By the Blouin News Business staff

Vietnam opens the door to Indian drug firms

by in Asia-Pacific.

Source: e-Magine Art/flickr

Source: e-Magine Art/flickr

Vietnam on Monday invited Indian pharmaceutical companies to set up shop. Imitating Delhi’s “Make in India” policy, Hanoi’s “Make in Vietnam” campaign aims to cut down on foreign imports in favor of domestic production. Drugs are a major import, and India is the largest supplier to Vietnam, but only 3 or 4 Indian pharmaceutical firms currently have a presence in-country.

Ton Singh Thanh, Ambassador of Vietnam in India, acknowledged that Indian pharmaceuticals were of lower quality than those from Europe. In fact, in early 2014 the Drug Administration of Vietnam (DAV) banned at least 45 Indian pharmaceutical firms from selling medicines because they were found to be substandard. (That wasn’t the first time, either; in 2012 the DAV banned 19 Indian drug companies on the same grounds.)

However, Thanh noted that Indian drugs are cheaper. (Pharmaceutical products are included in the FTA between ASEAN and India and entitled to a preferential tax rate of 0-9% percent.) Hanoi wants Indian exporters to establish drug-producing units in Vietnam, but it remains to be seen whether Indian firms would be willing to transfer knowledge in any FDI to Vietnam, lest low-cost competitors arise.

And the Indian government may endorse such a move, since it has offered a credit line of $300 million for trade diversification and strengthening of commercial ties between the two countries. Bilateral trade between India and Vietnam was $5.6 billion in 2014, but the governments’ target for 2020 is $15 billion.

Furthermore, Vietnam’s booming population of over 90 million means major growth opportunities for the pharmaceuticals industry. Increasing wealth, an aging population, and the steady extension of public health insurance (which reached 77% of the population by the end of 2015) have all contributed to double-digit growth in the industry over the last few years.

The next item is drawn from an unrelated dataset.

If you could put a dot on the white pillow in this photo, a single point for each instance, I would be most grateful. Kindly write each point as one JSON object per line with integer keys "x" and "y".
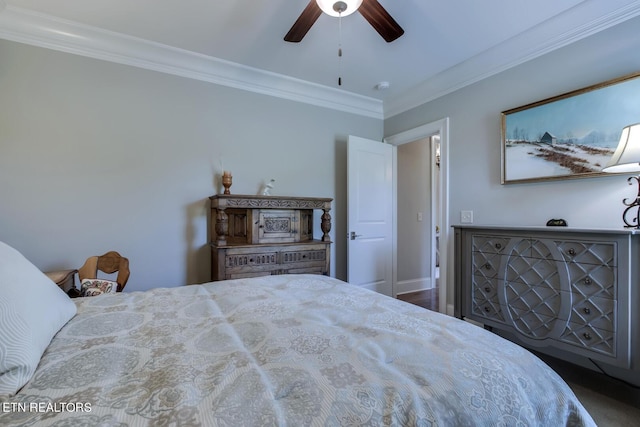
{"x": 32, "y": 310}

Growth is expected to accelerate, reaching 20% by 2017, according to a report by Decision Resources.

Expanding into drug-production in Vietnam would likely be more expensive for Indian firms in the short-term, compared to scaling up production from existing plants in India. However, by delivering FDI and creating local jobs (in line with Vietnam’s low wages), Indian drug firms might be able to negotiate tax incentives and win supply contracts that would result in hefty long-term profits. That’s the strategic play here.